Using a Variac like this old Staco model allows you to vary the level of AC voltage coming through. Most Variac users prefer to keep the voltage around 110 to 115.

As a lifelong musician, I’ve had to find a way of surviving on the cheap. After over a quarter century in the biz, I went from qualifying for government cheese to a solid taxpayer, yet I still can’t help but economize whenever possible.

Years of Rig Rundowns combined with basic gear envy had me hankering for a power conditioner/voltage regulator for ages. I didn’t pull the trigger until now, because it felt a bit like buying the $3 bottle of water when you’re standing next to a drinking fountain. Sure, the expensive option is probably better, but free is free.

At a session last week, I was the only player (other than the drummer) plugging my gear straight into the wall at the studio. The deep shame burned an indelible “I” for “incompetent” on my fragile heart. Still stinking of ineptitude, I made a solemn vow then and there that I would never again feed my beloved amps unconditioned power and risk damaging their tube-y goodness. But first, some research.

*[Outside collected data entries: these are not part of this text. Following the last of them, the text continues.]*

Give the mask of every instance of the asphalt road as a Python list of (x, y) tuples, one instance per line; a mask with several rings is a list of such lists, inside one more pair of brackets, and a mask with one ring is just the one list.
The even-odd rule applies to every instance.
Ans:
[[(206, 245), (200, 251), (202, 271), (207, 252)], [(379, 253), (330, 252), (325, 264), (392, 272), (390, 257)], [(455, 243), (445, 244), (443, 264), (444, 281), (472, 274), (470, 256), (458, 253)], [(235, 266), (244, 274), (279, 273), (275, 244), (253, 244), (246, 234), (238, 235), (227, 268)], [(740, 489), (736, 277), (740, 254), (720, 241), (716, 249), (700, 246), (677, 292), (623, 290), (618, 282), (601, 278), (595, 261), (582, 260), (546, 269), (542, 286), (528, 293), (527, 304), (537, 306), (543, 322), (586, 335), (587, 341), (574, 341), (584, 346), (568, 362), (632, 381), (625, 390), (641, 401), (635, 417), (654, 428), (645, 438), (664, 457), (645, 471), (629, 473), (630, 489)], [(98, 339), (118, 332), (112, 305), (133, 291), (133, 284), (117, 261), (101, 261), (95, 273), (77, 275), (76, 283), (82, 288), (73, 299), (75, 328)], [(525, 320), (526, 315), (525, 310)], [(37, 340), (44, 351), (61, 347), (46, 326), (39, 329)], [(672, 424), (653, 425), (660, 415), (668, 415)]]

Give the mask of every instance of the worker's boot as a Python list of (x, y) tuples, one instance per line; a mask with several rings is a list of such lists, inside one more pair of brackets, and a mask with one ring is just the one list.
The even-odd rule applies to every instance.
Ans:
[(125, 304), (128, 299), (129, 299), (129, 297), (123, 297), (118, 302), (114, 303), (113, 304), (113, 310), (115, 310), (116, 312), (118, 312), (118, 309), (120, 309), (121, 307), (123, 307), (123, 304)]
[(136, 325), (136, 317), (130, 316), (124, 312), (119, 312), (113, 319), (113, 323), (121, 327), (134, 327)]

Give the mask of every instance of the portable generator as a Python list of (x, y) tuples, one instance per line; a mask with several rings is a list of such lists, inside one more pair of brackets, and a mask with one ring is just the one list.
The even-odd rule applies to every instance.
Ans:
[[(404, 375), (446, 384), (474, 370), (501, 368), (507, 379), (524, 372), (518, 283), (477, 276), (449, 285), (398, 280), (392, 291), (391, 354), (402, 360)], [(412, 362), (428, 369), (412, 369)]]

In an interview with Popular Mechanics, Van Halen told how he discovered and used Variacs—initially a trade name for a brand of variable auto-transformer, but now used generically—to produce the tone that was in his head. In the article “How Eddie Van Halen Hacks a Guitar,” he explains:

“I’d bought another Marshall amp, and I had no idea that it was actually a European model. I plugged it in, and I'm waiting for it to warm up and thinking, I got ripped off here, there’s no sound coming out! Pissed off, I came back an hour later to give it another shot. I’d left the amp on the whole time. I didn’t know it was set on 220, so when I turn my guitar on it sounds like a full-blown Marshall, all the way up, except really, really quiet. That was when I realized there was something going on with the voltage ... so I went down to a place in Pasadena and asked if there was some kind of industrial-size variable transformer that would let me adjust voltage, and they introduced me to the Variac. It's just a huge light dimmer. I plugged it into the amp and controlled the voltage from that. That became my volume knob. I would set the voltage depending on the size of the room we were playing, getting all that feedback at any volume.”

At a session last week, I was the only player (other than the drummer) plugging my gear straight into the wall at the studio.

Once I knew what I needed, I did the usual predatory gear hunting. Regrettably, the models that had everything I wanted cost more than I was comfortable spending. So, I focused on industrial Variacs. I bought an old Staco 3PN1010 Variac on eBay for $64 (including shipping). This thing is built like a battleship and retails for a whopping $750. It will last longer than I will.

Here’s the rub: The Staco has a dial that lets you control what percentage of the electrical current you want, but there’s no voltage readout to know how many volts you’re getting. And that’s important, because if you accidentally turn the wall voltage up, you could fry your amp. So you have to use it with a separate voltmeter. I didn’t want to constantly be shoving voltmeter leads into outlets for testing, so, for a mere $8.99, I bought a voltage measuring monitor that gives me a clear blue digital readout in real time. I also bought a 3-way, T-shaped adapter ($3.33, thank you, Amazon Prime). Now I have a flat-screen digital read in the center plug telling me voltage, plus two open outlets for my amps.

Grand total: $76.32

Results: Priceless.

I’ve been using blackface Fender amps since I was 15. Back then, the standard AC voltage was 110. Now the outlets in my home run between 124 and 125, which explains why my old amps would sound great in one venue then bad in the next. Now, every amp I have sounds way better with sweet natural compression and less noise and heat. I can use bigger amps for smaller gigs and just crank down the Variac to a modest 80 percent to get the sound I’m after in any room.

Now, when you turn the AC voltage down, you’re turning the filament voltage down as well. The tubes need to be heated to at least 6V AC or it will cause cathode stripping. That’s what the 6 in 6L6/6V6 means. You can do it and it will sound great, but everything sounds great on the edge of blowing up. Play it safe and keep that voltage around 110 to 115 and your tubes are going to last longer.

People told me for years that power really makes a difference, but I was too cheap to do anything about it. Now that I have, I’m kicking myself for not doing it earlier. But Variacs may not be for you: Low power works well with vintage-style amps, but digital gear likes a clean 120. Regardless, it’s worth exploring. You can take control of your power but you don’t have to spend a fortune to get there.